Case Report
A 42-year-old gentleman with no past medical history admitted to our
intensive care unit (ICU) with a laboratory-confirmed case of COVID-19,
requiring non-invasive ventilation (NIV). He developed spontaneous
pneumothorax, for which chest drain placed. One day after his admission
he was intubated and pronned for deterioration of his oxygen levels and
PaO2/FiO2 ratios (Figure 1 ). For possible cytokine storm in view
of high ferritin levels and persistent fever patient received IL-6
inhibitor (Tocilizumab 400 mg Once) 3 days after admission to ICU.
His course was complicated by upper gastrointestinal bleeding (melena)
with a drop in hemoglobin by one gram on day nine, Gastroenterology team
managed him conservatively, as the melena subsided. Almost 22 days after
admission, he re-developed bleeding per rectum again (hematochezia),
with a drop in hemoglobin from 9 gm/dl to 6 gm/dl, this time he was
hemodynamically unstable, requiring nor adrenaline vasopressor support
and multiple blood product transfusions. Esophagogastroduodenoscopy did
not show active bleeding or altered blood from upper esophageal
sphincter to level-D3 part of the duodenum, and only clear biliary
secretions were found.
Colonoscopy performed with a difficulty till the splenic flexure, the
colon was filled with blood clots and fresh bleed was noted around the
colon circumferentially and the scope could not be passed further due to
poor visibility due to blood clots, the procedure was abandoned,
hemostasis not achieved due to not identifiable active bleeder.
A computed tomography (CT) angiogram was done for identifying the cause
of bleeding and for possible angioembolization. No bleeder could be
identified, and the only positive finding was mural thickening with
intramural axial hemorrhage involving the splenic flexure and proximal
part of the descending colon (Figure 2 ). In view of hemodynamical
instability, a team of multi-disciplinary surgeons decided to take him
for lifesaving emergency laparotomy.
A small bowel enterotomy was done at the suspicious site of bleeding; GI
team passed the colonoscope to locate bleeding; no evidence of bleed
found up to three meters of small bowel and enterotomy closed.
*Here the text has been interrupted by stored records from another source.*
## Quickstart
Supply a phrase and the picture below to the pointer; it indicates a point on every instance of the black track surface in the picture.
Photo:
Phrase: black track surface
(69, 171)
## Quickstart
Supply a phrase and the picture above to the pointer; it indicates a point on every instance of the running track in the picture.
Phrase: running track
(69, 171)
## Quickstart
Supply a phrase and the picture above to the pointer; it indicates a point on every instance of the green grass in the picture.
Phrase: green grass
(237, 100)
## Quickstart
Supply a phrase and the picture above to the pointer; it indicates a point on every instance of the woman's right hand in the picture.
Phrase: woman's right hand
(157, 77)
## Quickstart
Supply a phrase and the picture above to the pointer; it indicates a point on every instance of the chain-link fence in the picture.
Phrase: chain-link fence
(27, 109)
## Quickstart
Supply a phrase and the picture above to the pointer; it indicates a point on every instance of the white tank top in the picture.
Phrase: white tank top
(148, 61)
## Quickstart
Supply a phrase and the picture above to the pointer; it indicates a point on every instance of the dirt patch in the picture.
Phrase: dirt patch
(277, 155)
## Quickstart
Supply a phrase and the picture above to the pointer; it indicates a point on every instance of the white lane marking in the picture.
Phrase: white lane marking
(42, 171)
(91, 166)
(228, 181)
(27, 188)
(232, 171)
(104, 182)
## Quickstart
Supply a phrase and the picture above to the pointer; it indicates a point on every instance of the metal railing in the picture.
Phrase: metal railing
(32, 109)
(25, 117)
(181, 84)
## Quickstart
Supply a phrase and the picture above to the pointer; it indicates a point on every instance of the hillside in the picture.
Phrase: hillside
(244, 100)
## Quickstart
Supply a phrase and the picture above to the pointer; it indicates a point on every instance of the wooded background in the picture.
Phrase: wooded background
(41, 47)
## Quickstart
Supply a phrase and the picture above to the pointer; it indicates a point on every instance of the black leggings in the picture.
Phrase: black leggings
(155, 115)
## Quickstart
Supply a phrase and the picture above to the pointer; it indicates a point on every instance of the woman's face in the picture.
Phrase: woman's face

Left
hemicolectomy was done in view of the high suspicious site of bleeding
at the splenic flexure, both the loops of large bowel brought out as
functional transverse colon and descending mucous fistula as
double-barrel stoma performed. Histopathology report confirmed CMV
colitis with colonic perforation, for which he was started on
Ganciclovir therapy 220 mg once daily for 4 days. Intime recognition and
timely performance of life-saving surgery helped our patient survival;
we continued for ganciclovir 440 mg every 12 hours for a total of 3
weeks, the patient has been tracheostomized and stepped down to the
inpatient ward with a functional colostomy.